First off, if you haven’t taken a deep breath or unclenched your jaw since Election Day, please do so. Perhaps you’re happy with the outcome or you’re fearful for what will happen once a new president and his administration takes office in 2025. Maybe you still have some concerns about the election cycle and its unprecedented events: an assassination attempt, a presidential nominee leaving the race. The final presidential ticket had two candidates in unlikely positions: one, a convicted felon, and the other, a woman of color. Montanans, in particular, felt the election intensity as the U.S. Senate race between three-term incumbent Jon Tester and a Tim Sheehy broke spending records at a sum that honestly defies logic. A handful of days after the dust from the election settled, the AP reported that the Tester-Sheehy contest tallied more than $300 million in political advertising.
It’s likely that no matter who you voted for, a figure of that size would make all of us question the role of extreme money and power in our democratic system. $300 million could go so far to improving the areas of our life that candidates touted as part of our “Montana values” during their campaign spiels. If part of our Montana values are providing a robust system of public education then that staggering figure for one specific race could help pull the state from its last place ranking in teacher pay and rid all of our schools’ water supply from lead contamination. If Montana values is about access to a clean and healthy environment, as enshrined in our unique state constitution, those hundreds of millions of dollars would be well spent on climate resilience projects and innovations in renewable energies.
But that spending went to attack ads on all channels of media and left mailboxes clogged with flyers. It’s a lot of money for one seat and makes me consider what kind of power that will buy. The race is over, but governance is just beginning.

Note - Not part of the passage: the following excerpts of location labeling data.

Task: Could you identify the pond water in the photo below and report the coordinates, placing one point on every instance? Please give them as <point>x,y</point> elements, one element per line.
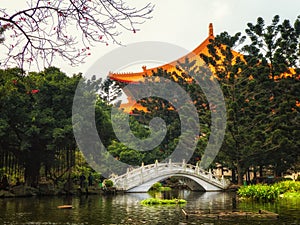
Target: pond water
<point>126,209</point>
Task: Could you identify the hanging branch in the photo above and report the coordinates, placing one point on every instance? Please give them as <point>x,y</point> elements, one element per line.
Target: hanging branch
<point>46,30</point>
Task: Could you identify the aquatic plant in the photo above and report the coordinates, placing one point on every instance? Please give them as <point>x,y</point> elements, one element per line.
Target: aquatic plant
<point>157,201</point>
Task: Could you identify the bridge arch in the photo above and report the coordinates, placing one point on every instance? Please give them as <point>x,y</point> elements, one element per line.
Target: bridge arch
<point>141,179</point>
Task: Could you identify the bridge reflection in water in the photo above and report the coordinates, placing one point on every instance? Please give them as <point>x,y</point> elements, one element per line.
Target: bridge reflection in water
<point>141,179</point>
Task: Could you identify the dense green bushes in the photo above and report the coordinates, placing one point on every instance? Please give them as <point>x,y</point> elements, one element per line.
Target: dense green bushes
<point>263,192</point>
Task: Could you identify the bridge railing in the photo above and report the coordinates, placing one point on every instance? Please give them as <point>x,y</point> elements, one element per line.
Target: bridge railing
<point>145,172</point>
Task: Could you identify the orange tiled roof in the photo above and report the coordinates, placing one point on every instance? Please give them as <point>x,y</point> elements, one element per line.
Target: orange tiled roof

It’s late fall, a time of gathering in our communities for a slate of holidays. It’s a festive and simultaneously restful time with the waning hours of daylight. It’s the time we take a pause from what felt like an endless barrage of political news. But our work isn’t over. As citizens, we need to manage our legislators. They work for us, whether that’s in Helena or Washington, D.C. We need to share our priorities for governance, which more than likely includes a way for more Montanans to be able to afford to live here. Statewide, the Republicans lost their supermajority in this election and my hope is that with a little less of absolute control, our legislators will address the myriad of issues our state faces from fixing the crisis at the Office of Public Instruction to stemming the pain of the skyrocketing increases in property taxes. It’s our right to demand good and fair governance, for all Montanans.